Dan Meridor, who served as the Minister of Justice on behalf of the Likud party when the Knesset passed the Basic Law: Human Dignity and Liberty, revisited the political and legislative process behind the Basic Laws on Human Dignity and Freedom of Occupation, which laid the foundation for the Bank Mizrahi ruling. He expressed both pride and reservation: pride in helping enshrine core democratic rights, but concern that the decision led to an imbalance between the branches of government.

He warned against structural conflicts of interest, such as having the same legal advisors serve both the government and the Knesset, arguing that this weakens parliamentary independence. At the same time, he emphasized that without Bank Mizrahi’s recognition of constitutional hierarchy, Israel’s democracy would be in a far poorer state.

Meridor reaffirmed that majority rule must never be absolute, and that the essence of a constitutional democracy lies in binding even the majority to respect basic rights and institutional limits.

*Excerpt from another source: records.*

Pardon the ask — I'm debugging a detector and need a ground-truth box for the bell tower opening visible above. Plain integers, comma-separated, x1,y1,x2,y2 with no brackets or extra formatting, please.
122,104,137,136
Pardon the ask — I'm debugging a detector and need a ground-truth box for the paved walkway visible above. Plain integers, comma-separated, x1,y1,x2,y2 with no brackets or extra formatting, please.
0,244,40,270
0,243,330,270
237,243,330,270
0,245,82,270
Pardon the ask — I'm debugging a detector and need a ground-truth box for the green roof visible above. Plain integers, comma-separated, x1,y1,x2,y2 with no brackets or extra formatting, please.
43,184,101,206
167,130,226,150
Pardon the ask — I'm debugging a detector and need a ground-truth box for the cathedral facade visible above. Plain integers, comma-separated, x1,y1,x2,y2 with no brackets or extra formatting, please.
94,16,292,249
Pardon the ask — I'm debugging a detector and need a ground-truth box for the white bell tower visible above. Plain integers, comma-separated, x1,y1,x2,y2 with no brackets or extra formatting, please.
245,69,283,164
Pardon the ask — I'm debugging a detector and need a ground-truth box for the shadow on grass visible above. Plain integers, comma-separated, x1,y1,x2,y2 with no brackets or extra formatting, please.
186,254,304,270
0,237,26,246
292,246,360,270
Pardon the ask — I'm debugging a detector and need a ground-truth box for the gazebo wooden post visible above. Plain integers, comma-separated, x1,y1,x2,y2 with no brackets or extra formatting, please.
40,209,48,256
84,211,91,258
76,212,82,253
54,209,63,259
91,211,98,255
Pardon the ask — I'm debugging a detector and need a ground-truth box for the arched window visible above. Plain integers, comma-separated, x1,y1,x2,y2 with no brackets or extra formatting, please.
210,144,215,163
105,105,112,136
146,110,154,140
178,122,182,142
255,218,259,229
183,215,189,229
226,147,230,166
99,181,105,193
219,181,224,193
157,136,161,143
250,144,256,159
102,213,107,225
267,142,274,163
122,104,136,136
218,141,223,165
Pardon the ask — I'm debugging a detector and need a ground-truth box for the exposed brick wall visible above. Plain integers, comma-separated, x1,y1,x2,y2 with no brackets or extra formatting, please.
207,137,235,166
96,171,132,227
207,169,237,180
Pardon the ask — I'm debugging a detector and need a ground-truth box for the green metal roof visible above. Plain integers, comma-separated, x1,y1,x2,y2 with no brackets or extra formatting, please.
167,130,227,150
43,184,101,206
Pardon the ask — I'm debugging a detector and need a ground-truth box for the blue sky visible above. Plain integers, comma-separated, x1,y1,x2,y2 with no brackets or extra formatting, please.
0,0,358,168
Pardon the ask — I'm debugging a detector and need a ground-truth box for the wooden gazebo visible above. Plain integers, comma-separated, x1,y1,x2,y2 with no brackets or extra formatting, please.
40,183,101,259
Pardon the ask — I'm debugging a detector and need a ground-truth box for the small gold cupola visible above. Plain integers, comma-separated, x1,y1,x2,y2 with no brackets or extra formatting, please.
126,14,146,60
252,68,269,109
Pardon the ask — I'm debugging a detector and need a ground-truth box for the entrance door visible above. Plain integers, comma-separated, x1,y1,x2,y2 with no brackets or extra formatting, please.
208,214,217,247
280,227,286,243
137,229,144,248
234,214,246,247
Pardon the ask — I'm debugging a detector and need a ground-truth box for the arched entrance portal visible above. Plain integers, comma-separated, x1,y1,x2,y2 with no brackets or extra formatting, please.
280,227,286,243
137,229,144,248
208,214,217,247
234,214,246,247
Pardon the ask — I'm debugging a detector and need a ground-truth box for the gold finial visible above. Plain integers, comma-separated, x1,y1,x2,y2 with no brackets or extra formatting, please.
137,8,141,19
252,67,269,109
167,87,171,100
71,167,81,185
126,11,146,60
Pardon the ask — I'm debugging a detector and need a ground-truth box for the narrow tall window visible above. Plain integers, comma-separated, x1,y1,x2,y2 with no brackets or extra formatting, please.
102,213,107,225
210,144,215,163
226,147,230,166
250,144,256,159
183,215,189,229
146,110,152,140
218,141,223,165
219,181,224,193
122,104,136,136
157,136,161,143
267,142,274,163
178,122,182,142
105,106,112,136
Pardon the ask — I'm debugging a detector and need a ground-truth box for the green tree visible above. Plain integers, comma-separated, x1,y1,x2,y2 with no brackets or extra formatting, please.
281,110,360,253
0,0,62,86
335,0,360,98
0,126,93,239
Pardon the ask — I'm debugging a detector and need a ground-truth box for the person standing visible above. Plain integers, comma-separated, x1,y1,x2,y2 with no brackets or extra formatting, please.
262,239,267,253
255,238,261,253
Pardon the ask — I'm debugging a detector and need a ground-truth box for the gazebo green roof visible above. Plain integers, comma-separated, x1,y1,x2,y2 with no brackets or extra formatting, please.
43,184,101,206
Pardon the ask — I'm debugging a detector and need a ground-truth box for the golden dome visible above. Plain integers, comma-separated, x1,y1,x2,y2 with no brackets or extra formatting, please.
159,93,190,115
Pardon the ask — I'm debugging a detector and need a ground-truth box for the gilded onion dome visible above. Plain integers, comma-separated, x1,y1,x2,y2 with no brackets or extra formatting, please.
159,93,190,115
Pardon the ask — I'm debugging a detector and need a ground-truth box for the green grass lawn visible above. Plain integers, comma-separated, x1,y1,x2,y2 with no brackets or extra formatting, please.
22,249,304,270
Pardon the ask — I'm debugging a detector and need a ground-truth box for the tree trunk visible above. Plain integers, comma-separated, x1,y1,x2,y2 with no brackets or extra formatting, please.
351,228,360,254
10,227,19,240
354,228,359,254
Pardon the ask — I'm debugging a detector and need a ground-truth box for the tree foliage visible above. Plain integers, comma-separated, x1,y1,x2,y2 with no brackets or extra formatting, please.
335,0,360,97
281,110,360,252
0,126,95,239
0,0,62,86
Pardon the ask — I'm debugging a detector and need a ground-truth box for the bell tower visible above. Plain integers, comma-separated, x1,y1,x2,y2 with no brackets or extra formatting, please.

Justice Dorit Beinisch, Former President of the Supreme Court of Israel provided a historical and analytical view of the Court’s constitutional role since Bank Mizrahi. She explained how judicial review has evolved gradually. It has gone from overseeing administrative regulations to reviewing primary legislation since the Knesset has blurred distinctions by using Basic Laws to shield legislation from scrutiny.

Beinisch described this abuse of Basic Laws as one of Israel’s greatest constitutional dangers, warning that turning Basic Laws into political tools undermines both the rule of law and the idea of a stable constitution. Discussing the 2023 “reasonableness” amendment, she argued that the Court’s decision to strike it down was necessary to protect democratic values from erosion.

She expressed grave concern about the declining respect for the judiciary and for the separation of powers: “Our system faces contempt for its most basic constitutional principles. When the government and Knesset act as one, citizens are left unprotected.” Yet she also voiced hope that Israel can return to institutional balance through civic strength and renewed public trust. 

Ilan Bombach, Attorney and expert in administrative law, offered countering arguments in response to the previous discussions. He cautioned that judicial legitimacy depends on consistency, humility, and restraint. He argued that every act of judicial review- especially the striking down of a Basic Law—must rest on a clear, unified normative foundation. The lack of consensus among justices on the source of such authority, he argued, risks weakening the Court’s credibility.

Bombach questioned whether the Supreme Court’s increasing involvement in political controversies fosters or erodes public confidence. While acknowledging the necessity of judicial oversight, he emphasized that democracy also requires fidelity to the written law and the electorate’s will. “The rule of law,” he said, “means first of all obeying what is written in the law.” 

Prof. Suzie Navot IDI’s Vice President of Research closed the conference by summarizing the key lessons drawn from the day’s discussions. She noted that over the course of the sessions, it became clear that the idea of a “constitutional revolution” has many claimants and interpretations - yet, in reality, it’s not a sudden upheaval but rather a more natural development of Israel’s constitutional identity.

She cautioned that a thin or rushed constitutional arrangement would not have prevented the democratic erosion of recent years, nor the conflicts over the reasonableness clause, judicial appointments, or the incapacitation amendment. Institutional fixes alone, she emphasized, are insufficient without a shared moral and civic foundation.

“The real question,” she concluded, “is not only how to legislate but what values will guide us. No constitutional framework can stand without principles - without the rule of law, civic responsibility, and the vision expressed in the Declaration of Independence.”

Ending on an optimistic note, Prof. Navot expressed hope that Israeli society will find the strength and wisdom to achieve genuine democratic renewal, thanking all participants and organizers “for helping keep the democratic conversation alive.”